Rolls-Royce burns £3bn of cash in first half
Rolls-Royce said it burnt through £3bn of cash in the first half as widebody engine flying hours halved because of the "historic shock" caused by Covid-19.
The FTSE 100 engine maker said it expected performance to improve in the second half and that annual free cash outflow would be about £4bn. It said settling the cost of settling unneeded dollar cash hedges would cost it £1.45bn over the next seven years.
The company warned that the civil aviation industry would take several years to recover from the crisis but said its defence business was holding up. Rolls-Royce shares were the biggest fallers in the FTSE 100 index, dropping 8.7% to 262.76p at 09:52 BST.
Free cash flow in the six months to the end of June was hit by £1.1bn less inflow from lower receipts linked to engine flying hours and lower engine deliveries. Rolls-Royce makes lots of money from maintaining its engines and these fees are linked to how much the engines are used. Cash burn also increased because of a £1.1bn one-off impact from scrapping invoice factoring.
Rolls-Royce Chief Executive Warren East said: "These are exceptional times. The Covid-19 pandemic has created a historic shock in civil aviation which will take several years to recover. We started this year with positive momentum and strong liquidity and acted swiftly to conserve cash and cut costs to protect Rolls-Royce during the pandemic."
The company said the rate of outflow should ease in the second half from spending cuts, the timing of working capital movements and an expected recovery in commercial aviation. It is targeting free cash flow of at least £750m in 2022.
Russ Mould, investment director at AJ Bell, said: "Cash, the very lifeblood of any business, [is] draining away alarmingly in the first half of the year. The numbers are stark and will do little to stem recent speculation that the company might need to issue shares or even offload a part of the group to generate cash."
East announced more than 9,000 job cuts, covering over 17% of the workforce, in April to cut costs and shrink the business for a weaker outlook as airlines fly and buy fewer planes. About a third of those jobs will go in the UK and Rolls-Royce said it had received more than 3,000 expressions of interest for voluntary redundancy from British workers.
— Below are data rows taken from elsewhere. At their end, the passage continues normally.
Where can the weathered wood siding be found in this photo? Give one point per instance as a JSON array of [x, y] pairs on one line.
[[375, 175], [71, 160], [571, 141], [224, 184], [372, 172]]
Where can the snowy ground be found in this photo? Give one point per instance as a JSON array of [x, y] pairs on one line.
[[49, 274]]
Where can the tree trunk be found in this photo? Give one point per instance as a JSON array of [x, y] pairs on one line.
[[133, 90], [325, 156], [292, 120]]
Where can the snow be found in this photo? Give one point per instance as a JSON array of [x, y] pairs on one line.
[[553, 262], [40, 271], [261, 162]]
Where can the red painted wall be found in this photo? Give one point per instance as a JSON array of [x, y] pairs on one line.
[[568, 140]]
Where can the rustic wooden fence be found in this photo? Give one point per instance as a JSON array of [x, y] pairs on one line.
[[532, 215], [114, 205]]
The company said its cost-cutting plan was going well and was on track for at least £1.3bn of annual savings by the end of 2022.
Rolls-Royce said its defence business had stayed resilient during the crisis with continued demand from major government customers. The power systems division was disrupted by the crisis as customers felt the impact, particularly in oil and gas and mining, but long-term demand is set to grow, it said.